Top economists at the American Bankers Association say the resulting slowdown is likely to trigger a sharp increase in layoffs and push the unemployment rate close to 5% within the next two years. A rapid rise in wages over the past year is also expected to peter out.

The deterioration in the economy and weakening labor market, however, is also seen helping the Fed bring down inflation more quickly.

The ABA forecasts inflation to slow to 2.8% in 2023 and 2.2% in 2024 from an average 6.4% rate in the prior year, based on the consumer price index.

That would put the rate of inflation close to the Fed’s 2% goal a bit faster than the central bank has forecast.

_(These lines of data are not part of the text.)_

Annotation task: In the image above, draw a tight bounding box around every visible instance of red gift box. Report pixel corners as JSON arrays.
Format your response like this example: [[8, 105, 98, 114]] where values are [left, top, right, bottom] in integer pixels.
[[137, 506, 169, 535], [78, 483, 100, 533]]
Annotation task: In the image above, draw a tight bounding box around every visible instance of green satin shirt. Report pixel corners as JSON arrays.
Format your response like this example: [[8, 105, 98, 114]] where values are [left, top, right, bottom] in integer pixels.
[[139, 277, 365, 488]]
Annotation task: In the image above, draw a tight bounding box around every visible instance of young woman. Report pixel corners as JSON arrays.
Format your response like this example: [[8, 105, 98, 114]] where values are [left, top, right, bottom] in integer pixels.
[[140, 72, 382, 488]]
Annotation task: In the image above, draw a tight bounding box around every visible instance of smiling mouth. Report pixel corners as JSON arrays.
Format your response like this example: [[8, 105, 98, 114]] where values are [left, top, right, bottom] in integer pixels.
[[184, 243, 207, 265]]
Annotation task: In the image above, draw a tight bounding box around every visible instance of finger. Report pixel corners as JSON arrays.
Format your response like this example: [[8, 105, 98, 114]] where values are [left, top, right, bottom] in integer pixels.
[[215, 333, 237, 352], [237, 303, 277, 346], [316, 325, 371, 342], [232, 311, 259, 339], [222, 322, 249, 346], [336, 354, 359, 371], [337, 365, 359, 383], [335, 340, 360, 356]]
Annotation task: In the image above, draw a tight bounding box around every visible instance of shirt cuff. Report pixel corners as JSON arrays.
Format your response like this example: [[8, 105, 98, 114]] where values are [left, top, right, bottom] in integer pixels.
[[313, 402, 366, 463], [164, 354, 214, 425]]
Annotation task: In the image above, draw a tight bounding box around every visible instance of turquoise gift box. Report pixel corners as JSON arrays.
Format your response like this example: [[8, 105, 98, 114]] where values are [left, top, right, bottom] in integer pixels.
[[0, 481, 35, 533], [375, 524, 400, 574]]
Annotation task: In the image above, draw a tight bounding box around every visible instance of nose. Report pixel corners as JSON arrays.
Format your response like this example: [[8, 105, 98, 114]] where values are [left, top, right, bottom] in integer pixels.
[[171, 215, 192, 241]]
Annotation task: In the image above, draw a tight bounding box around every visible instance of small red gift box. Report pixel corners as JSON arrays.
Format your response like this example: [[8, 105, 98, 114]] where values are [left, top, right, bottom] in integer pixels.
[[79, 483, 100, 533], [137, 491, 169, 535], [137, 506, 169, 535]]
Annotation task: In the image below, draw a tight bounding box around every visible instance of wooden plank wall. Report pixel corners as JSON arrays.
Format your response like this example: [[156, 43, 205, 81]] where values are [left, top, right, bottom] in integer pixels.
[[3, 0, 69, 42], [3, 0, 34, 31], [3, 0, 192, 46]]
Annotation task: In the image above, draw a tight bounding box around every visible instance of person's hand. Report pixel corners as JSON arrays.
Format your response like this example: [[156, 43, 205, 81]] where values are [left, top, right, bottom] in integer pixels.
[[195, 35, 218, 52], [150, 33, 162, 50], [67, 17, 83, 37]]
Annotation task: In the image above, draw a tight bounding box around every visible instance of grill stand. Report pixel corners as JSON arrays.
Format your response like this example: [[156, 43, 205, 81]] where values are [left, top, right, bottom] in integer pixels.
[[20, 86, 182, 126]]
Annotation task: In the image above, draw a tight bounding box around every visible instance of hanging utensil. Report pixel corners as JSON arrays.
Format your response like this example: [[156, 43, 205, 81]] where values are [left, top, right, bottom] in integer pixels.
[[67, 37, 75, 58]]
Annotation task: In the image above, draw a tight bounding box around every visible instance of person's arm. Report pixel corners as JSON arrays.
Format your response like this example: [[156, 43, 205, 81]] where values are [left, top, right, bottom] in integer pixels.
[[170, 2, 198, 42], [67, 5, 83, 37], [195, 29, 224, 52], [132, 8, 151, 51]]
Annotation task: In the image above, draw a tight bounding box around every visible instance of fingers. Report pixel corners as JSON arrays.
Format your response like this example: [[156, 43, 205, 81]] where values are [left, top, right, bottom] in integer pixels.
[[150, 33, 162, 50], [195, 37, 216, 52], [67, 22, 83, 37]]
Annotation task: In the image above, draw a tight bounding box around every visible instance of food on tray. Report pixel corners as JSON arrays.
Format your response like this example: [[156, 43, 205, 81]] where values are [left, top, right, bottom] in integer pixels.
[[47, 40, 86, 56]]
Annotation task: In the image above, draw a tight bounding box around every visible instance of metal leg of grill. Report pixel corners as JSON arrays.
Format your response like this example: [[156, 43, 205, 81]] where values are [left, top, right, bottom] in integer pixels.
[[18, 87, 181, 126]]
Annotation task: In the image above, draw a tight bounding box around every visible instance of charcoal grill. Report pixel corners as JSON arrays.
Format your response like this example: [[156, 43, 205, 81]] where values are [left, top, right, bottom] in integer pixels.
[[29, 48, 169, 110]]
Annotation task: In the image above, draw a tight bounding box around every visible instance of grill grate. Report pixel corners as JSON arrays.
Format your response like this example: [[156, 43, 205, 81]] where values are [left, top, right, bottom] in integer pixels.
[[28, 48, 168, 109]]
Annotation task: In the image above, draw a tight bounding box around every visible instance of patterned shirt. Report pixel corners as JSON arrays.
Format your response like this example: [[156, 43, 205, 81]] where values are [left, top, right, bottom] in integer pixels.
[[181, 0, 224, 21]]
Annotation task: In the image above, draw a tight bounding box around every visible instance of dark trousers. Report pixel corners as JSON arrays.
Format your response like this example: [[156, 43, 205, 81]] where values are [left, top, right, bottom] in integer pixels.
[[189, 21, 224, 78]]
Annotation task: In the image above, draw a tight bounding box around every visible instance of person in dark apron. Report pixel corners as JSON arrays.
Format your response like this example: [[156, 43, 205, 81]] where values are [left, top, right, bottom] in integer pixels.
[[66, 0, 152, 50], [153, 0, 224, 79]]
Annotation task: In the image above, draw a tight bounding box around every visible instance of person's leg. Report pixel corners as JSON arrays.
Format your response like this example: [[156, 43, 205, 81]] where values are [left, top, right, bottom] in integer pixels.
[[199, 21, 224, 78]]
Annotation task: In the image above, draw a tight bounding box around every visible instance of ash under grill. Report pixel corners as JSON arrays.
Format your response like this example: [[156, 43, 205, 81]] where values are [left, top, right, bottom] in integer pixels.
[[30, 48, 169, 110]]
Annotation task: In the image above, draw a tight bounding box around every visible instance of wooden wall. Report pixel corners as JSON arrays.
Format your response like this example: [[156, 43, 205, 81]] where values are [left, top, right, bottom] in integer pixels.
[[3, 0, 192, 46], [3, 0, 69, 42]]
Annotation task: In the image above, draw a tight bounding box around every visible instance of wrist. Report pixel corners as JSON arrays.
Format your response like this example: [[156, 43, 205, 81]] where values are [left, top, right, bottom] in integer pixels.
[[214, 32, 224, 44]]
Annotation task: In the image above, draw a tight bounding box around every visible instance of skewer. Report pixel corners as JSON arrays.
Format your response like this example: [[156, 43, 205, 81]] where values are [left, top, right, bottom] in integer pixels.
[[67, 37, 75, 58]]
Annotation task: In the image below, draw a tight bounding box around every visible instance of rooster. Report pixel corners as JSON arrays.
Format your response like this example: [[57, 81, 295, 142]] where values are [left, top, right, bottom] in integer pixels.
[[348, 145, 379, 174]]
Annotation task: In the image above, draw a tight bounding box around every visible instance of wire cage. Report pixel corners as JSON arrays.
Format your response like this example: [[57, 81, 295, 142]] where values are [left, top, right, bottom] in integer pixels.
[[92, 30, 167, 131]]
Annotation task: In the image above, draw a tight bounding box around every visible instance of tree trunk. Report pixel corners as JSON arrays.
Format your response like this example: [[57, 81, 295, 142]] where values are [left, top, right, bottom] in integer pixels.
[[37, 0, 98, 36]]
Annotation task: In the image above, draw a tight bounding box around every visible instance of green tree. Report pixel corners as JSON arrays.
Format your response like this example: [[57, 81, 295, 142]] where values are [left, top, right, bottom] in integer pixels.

“The wheels are in motion for a moderation in inflation to play out,” said Simona Mocuta, chairwoman of the ABA economic advisory panel and chief economist at State Street Global Advisors.

Under that scenario, the Fed would actually start cutting interest rates before the end of 2023, the ABA economists predicted, and help spur a modest recovery by 2024.

Senior Fed officials have warned it’s premature to say the tide has turned in its fight against inflation. They plan to raise a key short-term U.S. interest rate a few more times this year, push it above 5% and leave it at an elevated level for an extended period before reevaluating the economy.

The rate of inflation surged to a 40-year high of 9.1% last summer, but it’s since slowed to 6.5%. That’s still more than triple the pre-pandemic increase in prices each year, however.

Yet not all the ABA economists were as optimistic that the economy could skirt a recession and avoid higher unemployment.

“Others are more concerned about the ability to engineer this kind of Goldilocks outcome and perhaps more pain in the labor market is needed to make that outcome possible on inflation,” Mocuta said.